Nazarbayev University, School of Science and Technology, Astana Z05H0P9, Kazakhstan.
Sci Data. 2018 May 29;5:180101. doi: 10.1038/sdata.2018.101.
This paper presents a grasping database collected from multiple human subjects for activities of daily living in unstructured environments. The main strength of this database is the use of three different sensing modalities: color images from a head-mounted action camera, distance data from a depth sensor on the dominant arm and upper body kinematic data acquired from an inertial motion capture suit. 3826 grasps were identified in the data collected during 9-hours of experiments. The grasps were grouped according to a hierarchical taxonomy into 35 different grasp types. The database contains information related to each grasp and associated sensor data acquired from the three sensor modalities. We also provide our data annotation software written in Matlab as an open-source tool. The size of the database is 172 GB. We believe this database can be used as a stepping stone to develop big data and machine learning techniques for grasping and manipulation with potential applications in rehabilitation robotics and intelligent automation.

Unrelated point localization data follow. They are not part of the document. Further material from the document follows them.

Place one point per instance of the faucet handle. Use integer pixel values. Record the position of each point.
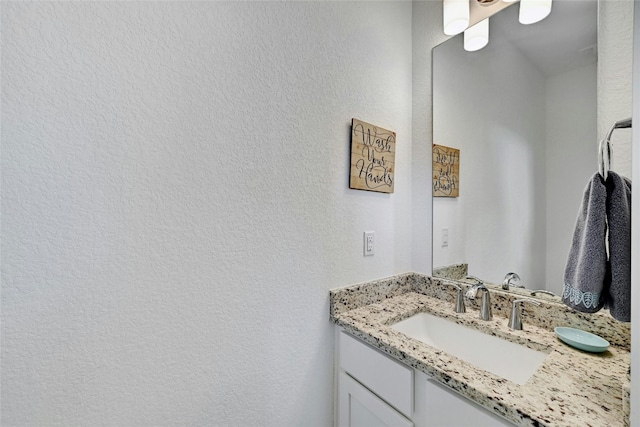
(542, 291)
(460, 308)
(510, 278)
(515, 320)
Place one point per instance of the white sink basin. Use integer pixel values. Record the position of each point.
(506, 359)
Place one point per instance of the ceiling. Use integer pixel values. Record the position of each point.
(565, 40)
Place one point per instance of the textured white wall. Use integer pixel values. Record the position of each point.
(571, 156)
(175, 204)
(501, 208)
(615, 54)
(427, 33)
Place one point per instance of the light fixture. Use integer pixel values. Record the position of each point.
(532, 11)
(455, 15)
(477, 36)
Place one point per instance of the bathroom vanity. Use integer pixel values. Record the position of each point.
(384, 377)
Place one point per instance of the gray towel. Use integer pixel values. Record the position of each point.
(618, 282)
(584, 276)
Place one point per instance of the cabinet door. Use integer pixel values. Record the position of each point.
(358, 407)
(446, 408)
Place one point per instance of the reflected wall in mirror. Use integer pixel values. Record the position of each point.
(522, 112)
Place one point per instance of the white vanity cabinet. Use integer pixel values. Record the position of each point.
(375, 390)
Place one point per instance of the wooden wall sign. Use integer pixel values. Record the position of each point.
(373, 154)
(446, 171)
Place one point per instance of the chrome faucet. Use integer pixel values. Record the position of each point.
(543, 291)
(509, 279)
(460, 308)
(515, 320)
(485, 308)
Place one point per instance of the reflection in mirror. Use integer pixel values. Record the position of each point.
(522, 112)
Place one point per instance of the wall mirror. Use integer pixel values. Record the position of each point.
(522, 112)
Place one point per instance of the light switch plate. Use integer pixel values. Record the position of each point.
(368, 243)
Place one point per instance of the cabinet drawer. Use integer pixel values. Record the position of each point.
(389, 379)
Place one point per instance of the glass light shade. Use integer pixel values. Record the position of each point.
(532, 11)
(455, 15)
(477, 37)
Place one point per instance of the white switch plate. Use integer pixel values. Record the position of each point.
(368, 243)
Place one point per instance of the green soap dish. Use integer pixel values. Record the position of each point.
(582, 340)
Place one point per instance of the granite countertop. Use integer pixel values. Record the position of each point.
(571, 387)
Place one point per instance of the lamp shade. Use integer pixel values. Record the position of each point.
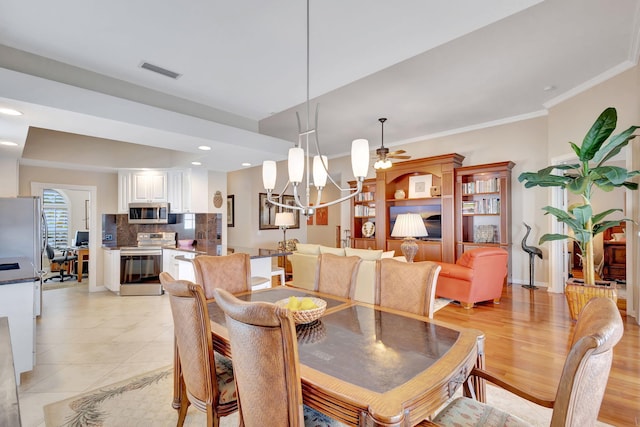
(319, 171)
(360, 157)
(296, 164)
(269, 173)
(285, 219)
(409, 225)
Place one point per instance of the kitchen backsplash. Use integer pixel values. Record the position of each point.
(204, 228)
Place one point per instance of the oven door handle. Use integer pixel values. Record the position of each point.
(137, 252)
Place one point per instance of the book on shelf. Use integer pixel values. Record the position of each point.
(485, 234)
(491, 185)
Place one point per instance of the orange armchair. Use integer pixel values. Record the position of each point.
(477, 276)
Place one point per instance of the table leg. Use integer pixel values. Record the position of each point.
(177, 377)
(478, 384)
(79, 267)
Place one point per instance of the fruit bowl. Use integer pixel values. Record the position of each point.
(305, 316)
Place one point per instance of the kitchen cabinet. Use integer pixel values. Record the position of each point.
(18, 304)
(111, 260)
(169, 262)
(187, 190)
(149, 186)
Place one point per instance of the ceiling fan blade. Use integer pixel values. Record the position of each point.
(393, 153)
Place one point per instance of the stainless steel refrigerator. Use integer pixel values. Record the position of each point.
(23, 235)
(22, 238)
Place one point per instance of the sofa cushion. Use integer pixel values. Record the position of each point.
(333, 251)
(308, 248)
(365, 254)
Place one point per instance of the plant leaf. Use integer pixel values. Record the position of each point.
(604, 125)
(615, 144)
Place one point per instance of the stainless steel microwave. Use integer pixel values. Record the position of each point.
(148, 213)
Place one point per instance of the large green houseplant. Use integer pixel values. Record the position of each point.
(582, 178)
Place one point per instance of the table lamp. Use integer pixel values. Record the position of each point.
(409, 226)
(284, 220)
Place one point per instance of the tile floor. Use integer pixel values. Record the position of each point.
(87, 340)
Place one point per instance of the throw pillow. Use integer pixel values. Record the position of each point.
(308, 249)
(365, 254)
(334, 251)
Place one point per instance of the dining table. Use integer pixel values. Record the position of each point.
(367, 365)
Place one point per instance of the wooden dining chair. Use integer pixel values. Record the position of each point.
(406, 286)
(336, 275)
(582, 382)
(264, 349)
(230, 272)
(206, 378)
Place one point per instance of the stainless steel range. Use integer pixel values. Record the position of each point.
(140, 266)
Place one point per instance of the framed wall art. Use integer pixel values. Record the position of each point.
(419, 186)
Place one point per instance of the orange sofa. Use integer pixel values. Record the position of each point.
(477, 276)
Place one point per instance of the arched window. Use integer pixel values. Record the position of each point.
(56, 212)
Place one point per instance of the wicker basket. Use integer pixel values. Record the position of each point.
(578, 294)
(305, 316)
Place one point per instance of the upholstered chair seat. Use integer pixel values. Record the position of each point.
(206, 379)
(406, 286)
(582, 382)
(230, 272)
(264, 350)
(336, 275)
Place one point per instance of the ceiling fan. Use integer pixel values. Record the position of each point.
(383, 154)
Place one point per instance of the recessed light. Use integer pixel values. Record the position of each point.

本文介绍了一个从多个人类受试者在非结构化环境中进行日常活动中采集的抓取数据库。该数据库的主要优势在于使用了三种不同的传感模式:头戴式动作摄像机的彩色图像、主导手臂上深度传感器的距离数据以及惯性运动捕捉服获取的上半身运动学数据。在 9 小时的实验中,共识别了 3826 次抓取。根据层次分类法,这些抓取被分为 35 种不同的抓取类型。该数据库包含与每个抓取相关的信息以及从三种传感器模式获取的相关传感器数据。我们还提供了用 Matlab 编写的开源数据注释软件。数据库的大小为 172GB。我们相信,该数据库可以作为开发大数据和机器学习技术的基础,用于抓取和操作,在康复机器人和智能自动化方面具有潜在的应用。